5. Eiseres voert aan dat haar loonkosten in de meetperiode lager zijn uitgevallen ten opzichte van het aangiftetijdvak januari 2020, omdat een aantal werknemers in de tussentijd ontslag heeft genomen. Deze werknemers hebben daar zelf voor gekozen, zodat dit niet aan eiseres kan worden toegerekend. Eiseres kan het bedrag van € 25.001,-- niet terugbetalen, omdat zij het voorschot volledig heeft ingezet om een faillissement af te wenden. Bovendien vindt eiseres het niet eerlijk dat verweerder de daling van de loonsom niet heeft gecorrigeerd naar het omzetverlies. Ter onderbouwing van deze grond wijst eiseres op de Kamerbrief van verweerder van 3 december 2020 over vaststellingsbeschikkingen en dilemma’s in de NOW.
6.1
De rechtbank volgt eiseres niet. Zoals gezegd, is een subsidie op grond van de NOW 1.0 bedoeld als tegemoetkoming in de loonkosten.

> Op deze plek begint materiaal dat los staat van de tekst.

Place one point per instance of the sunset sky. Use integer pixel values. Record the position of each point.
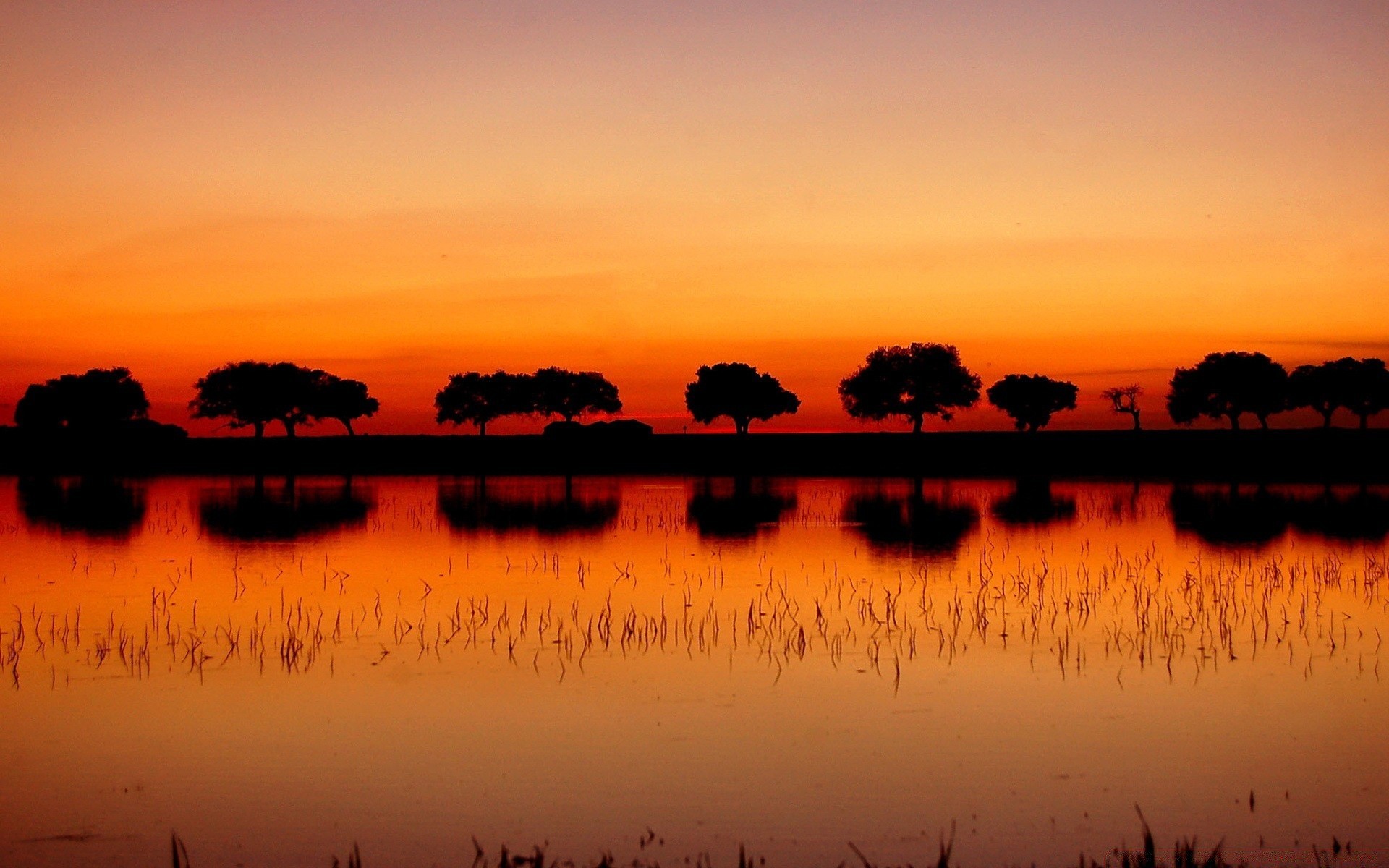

Dat betekent dat eiseres geen recht heeft op subsidie voor loonkosten die zij niet daadwerkelijk heeft gemaakt. Hoe de hoogte van de subsidie moet worden vastgesteld bij een dalende loonsom is bepaald in artikel 7, tweede lid van de NOW 1.0. Hierin is er bewust voor gekozen om de daling van de loonsom niet te corrigeren naar het omzetverlies
6.2
Naar het oordeel van de rechtbank kon verweerder niet van deze rekenmethode afwijken. Uit de nota van toelichting op de NOW 1.0 blijkt dat de regeling een noodmaatregel is waarbij snel een zeer groot aantal werkgevers duidelijkheid moest worden verschaft over de aard en de inhoud van de regeling. [1] Hierdoor heeft de regeling noodgedwongen een generiek en grofmazig karakter en kan alleen in zeer uitzonderlijke gevallen maatwerk worden geboden. In de situatie van eiseres is hier naar het oordeel van de rechtbank geen sprake van. Eiseres was bekend met het feit dat de subsidie bedoeld is om zoveel mogelijk werkgelegenheid te behouden en niet om in andere kosten dan loonkosten te voorzien. Eiseres kon er daarom niet van uitgaan dat afname van de loonkosten geen gevolgen zou hebben voor de hoogte van de vast te stellen subsidie, en heeft hier dan ook rekening mee kunnen en moeten houden. De beroepsgrond slaagt niet.

Conclusie

7. Gelet op het voorgaande heeft verweerder de subsidievaststelling in het bestreden besluit terecht en op goede gronden in stand gelaten. Het beroep is dan ook ongegrond. Voor een proceskostenveroordeling bestaat geen aanleiding

Beslissing

De rechtbank verklaart het beroep ongegrond.
Deze uitspraak is gedaan door R. in ’t Veld, rechter, in aanwezigheid van mr. N.K. de Bruin, griffier. De beslissing is in het openbaar uitgesproken op 16 november 2021 en zal openbaar worden gemaakt door publicatie op rechtspraak.nl.
(de rechter is verhinderd om
de uitspraak te ondertekenen)
griffier rechter
Afschrift verzonden aan partijen op:

Bent u het niet eens met deze uitspraak?

Als u het niet eens bent met deze uitspraak, kunt u een brief sturen naar de Centrale Raad van Beroep waarin u uitlegt waarom u het er niet mee eens bent. Dit heet een beroepschrift. U moet dit beroepschrift indienen binnen zes weken na de dag waarop deze uitspraak is verzonden. Deze uitspraak is verzonden op de stempeldatum die hierboven staat.

Voetnoten

1.Staatscourant 2020, 19874, p. 8 en 9.